Foxing have always played it big. Their best moments, even in their twee emo years, were when Murphy belted about stinking like an ashtray. They are human microphones for nano interactions, finding melancholic shreds in trivial details, like relating to a houseplant of all things, and filling them with Odyssean pomp. Nobody else could reconcile bad breath into vulnerability like them.

It logically followed that they’d amplify themselves on their last album, Nearer My God, but it was the extent to which along with their execution that defied expectations. They became arena emo. Now, they’ve made the album Jack Antonoff wished he could make while still being quirky boys who like Dungeons & Dragons as much as they love romancing sadness. On Draw Down the Moon, Foxing applies their large-scale vision to pop music. They narrowed their song structures to optimize the magnitude; you won’t find much outside of a traditional song formula, certainly nothing like Nearer My God’s “Five Cups.” You can’t complain though — this is the biggest pop album you’ll hear in 2021. Every second detonates with emo’s already overblown emotions. It’s the optimal outcome of indie rock’s slow congelation into poptimism. Even the prolonged closer “Speak With The Dead” spends its last minutes fawning over Foxing’s bombasity.

If you miss their former emo-stylings, you might be disappointed, but come on: that ship has long since sailed. Foxing slam-dunked emo on 2013’s The Albatross. Thus, they find it pointless to retrace their steps. Don’t fret if you have an unnatural craving for their tender roots — there’s an acoustic ballad for you, but Foxing have no interest in reruns, so they’ve smothered it with vocal tracks. You’ll like it, even if the hook pales next to the simmering choruses elsewhere on Draw Down the Moon. You might also feel disappointed if you wanted Foxing to go deeper into the experimental rock of Nearer My God. But that’s not why the album excelled. It was catatonic because Foxing successfully took emo’s conflict of insular feelings with overt expressionism, often veiled through shoddy playing and noodling, and made it as big as possible.

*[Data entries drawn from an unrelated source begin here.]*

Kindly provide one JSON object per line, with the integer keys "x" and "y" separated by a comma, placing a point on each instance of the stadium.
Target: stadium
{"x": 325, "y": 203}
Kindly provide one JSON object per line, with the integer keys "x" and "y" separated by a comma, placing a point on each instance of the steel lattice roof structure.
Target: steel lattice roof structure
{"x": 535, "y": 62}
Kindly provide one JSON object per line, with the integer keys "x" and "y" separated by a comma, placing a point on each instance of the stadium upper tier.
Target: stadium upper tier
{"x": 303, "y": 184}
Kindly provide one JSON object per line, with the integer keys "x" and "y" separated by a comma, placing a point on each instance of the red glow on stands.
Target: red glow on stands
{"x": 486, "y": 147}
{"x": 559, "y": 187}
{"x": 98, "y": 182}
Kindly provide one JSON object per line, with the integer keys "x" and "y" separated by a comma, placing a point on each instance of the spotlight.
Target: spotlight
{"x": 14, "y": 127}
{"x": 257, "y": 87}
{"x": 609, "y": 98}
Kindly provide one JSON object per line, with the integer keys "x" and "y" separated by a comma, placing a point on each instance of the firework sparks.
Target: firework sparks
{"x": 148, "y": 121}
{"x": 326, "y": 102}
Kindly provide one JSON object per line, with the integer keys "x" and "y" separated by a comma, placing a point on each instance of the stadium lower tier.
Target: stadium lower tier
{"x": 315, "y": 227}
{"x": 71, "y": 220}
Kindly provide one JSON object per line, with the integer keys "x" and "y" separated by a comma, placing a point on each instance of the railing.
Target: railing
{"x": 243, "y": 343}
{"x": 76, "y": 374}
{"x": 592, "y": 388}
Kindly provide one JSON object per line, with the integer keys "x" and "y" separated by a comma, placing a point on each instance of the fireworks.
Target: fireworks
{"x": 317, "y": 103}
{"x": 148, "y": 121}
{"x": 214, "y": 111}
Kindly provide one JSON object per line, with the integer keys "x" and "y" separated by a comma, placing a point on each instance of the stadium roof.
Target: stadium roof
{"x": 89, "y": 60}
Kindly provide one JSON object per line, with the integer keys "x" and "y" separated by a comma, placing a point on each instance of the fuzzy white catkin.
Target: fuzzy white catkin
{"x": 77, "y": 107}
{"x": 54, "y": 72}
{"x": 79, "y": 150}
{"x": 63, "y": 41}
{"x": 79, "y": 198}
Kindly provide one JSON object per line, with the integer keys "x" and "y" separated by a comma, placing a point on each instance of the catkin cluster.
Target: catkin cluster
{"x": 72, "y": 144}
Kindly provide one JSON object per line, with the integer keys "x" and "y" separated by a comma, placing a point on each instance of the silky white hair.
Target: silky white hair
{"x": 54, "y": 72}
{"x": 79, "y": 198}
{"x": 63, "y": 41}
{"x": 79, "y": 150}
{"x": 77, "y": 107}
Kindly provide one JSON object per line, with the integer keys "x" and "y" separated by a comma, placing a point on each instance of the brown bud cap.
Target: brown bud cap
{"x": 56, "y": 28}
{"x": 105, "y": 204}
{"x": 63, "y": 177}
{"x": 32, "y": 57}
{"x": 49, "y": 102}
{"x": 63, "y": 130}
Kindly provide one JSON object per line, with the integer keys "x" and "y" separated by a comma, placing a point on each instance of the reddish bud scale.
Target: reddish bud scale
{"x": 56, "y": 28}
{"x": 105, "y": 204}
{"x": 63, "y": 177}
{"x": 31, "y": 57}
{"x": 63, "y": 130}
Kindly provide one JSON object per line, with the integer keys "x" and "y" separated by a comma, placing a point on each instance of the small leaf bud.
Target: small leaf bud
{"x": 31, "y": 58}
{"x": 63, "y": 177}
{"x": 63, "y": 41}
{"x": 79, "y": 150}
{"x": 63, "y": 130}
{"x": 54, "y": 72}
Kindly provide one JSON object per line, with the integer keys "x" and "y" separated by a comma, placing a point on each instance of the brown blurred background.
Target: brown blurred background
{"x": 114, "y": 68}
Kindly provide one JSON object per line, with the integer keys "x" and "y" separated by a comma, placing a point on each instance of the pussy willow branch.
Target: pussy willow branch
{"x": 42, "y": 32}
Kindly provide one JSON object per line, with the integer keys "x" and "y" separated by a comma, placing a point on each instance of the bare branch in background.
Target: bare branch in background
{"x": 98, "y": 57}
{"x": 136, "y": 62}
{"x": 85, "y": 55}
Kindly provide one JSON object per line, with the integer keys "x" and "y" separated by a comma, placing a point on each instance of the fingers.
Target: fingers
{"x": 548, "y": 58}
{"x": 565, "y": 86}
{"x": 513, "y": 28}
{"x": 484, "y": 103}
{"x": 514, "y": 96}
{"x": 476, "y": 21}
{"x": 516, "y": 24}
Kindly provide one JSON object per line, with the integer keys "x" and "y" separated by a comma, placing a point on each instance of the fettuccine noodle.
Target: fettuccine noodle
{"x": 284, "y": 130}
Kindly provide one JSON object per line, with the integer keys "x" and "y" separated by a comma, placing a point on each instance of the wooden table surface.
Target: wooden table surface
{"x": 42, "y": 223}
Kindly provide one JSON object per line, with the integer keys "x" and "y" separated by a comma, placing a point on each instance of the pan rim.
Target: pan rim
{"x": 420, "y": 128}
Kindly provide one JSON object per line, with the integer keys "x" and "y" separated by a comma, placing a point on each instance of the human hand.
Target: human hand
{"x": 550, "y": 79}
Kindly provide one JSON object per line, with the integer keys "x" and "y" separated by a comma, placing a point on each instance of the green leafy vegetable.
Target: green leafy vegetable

Nearer My God was planet-sized, so they challenged themselves on Draw Down the Moon by matching every part of the music to the proportion of the emotions. It satiates as a pop album with its distinct identity owing to Foxing’s macro-level examinations of love, witches, and existentialism. Draw Down the Moon pivots to indietronica in defiance of The Albatross’ homely emo-cum-math rock and the rockism of Nearer My God, which leads Foxing to their full pop opus.

Oh, this one is big. It’s bold. It’s also bursting with bubbles amongst the buzzing mixes. “Where the Lightning Strikes Twice” rivals the guitar solo of “Lich Prince.” Unlike the latter, this solo isn’t the culmination of a slow-burning reconciliation and exhumation of one’s insignificance. Here, it ups the ante. “Where the Lightning Strikes Twice” ratchets up a flaming hot solo after soaring through an entire massive pop track. Not big enough for you? Okay, here are some vocal overdubs along with your ‘80s hair metal guitar worship. Foxing supersized it just for you. Eat it all cowboy, then return for dessert.

Draw Down the Moon is a one-man race to maximalism. Each track elevates a step beyond its predecessor. “Bialystock” buries Conor Murphy’s vocals under digital smog until the pressure explodes. A synthetic keyboard, one that you want to believe is a keytar, just to match the image, jolts to the forefront. It’s not the only time Foxing weaponizes their synths and they’re also not their most surprising addition to Drawn Down the Moon’s palette. They incorporate a banjo as well because if they’re already aiming for the moon they may as well shoot for the stars. There’s shredding on “Cold Blooded.” Does the song need it? You bet your ass it does, just like it needs its fleeting piano. Why does the drummer punish his drum kit in the closing minute of “Cold Blooded”? Why does “If I Believed in Love” have to fly at light speed? Because, Foxing answers, someone has to.

You’d better come into Draw Down the Moon starving because it’ll fill you up. it goes beyond big. Everything here functions by necessity. It’d be disingenuous if every chorus didn’t try to fill a stadium, or if the synthesizers didn’t unearth existential woes. You came here for a buffet, and you’ll leave stuffed. Foxing maximizes their ambitions by toying with various volumes. The overwhelming guitar tracks are just as vital as Murphy’s tectonic vocals. It works because they pair their size with humane observations. Amid their explosions, Murphy hones in on specifics like he’s reacting to them in real-time. He rejoices that he can argue with his partner in the kitchen. Just cause they’re going for broke doesn’t mean they can’t step back. They’ll recede to marvel at the mundane moments.

Summary
With Draw Down the Moon, the ever-evolving Foxing challenge themselves by matching every part of the music to the proportion of the emotions — and in turn deliver their pop opus.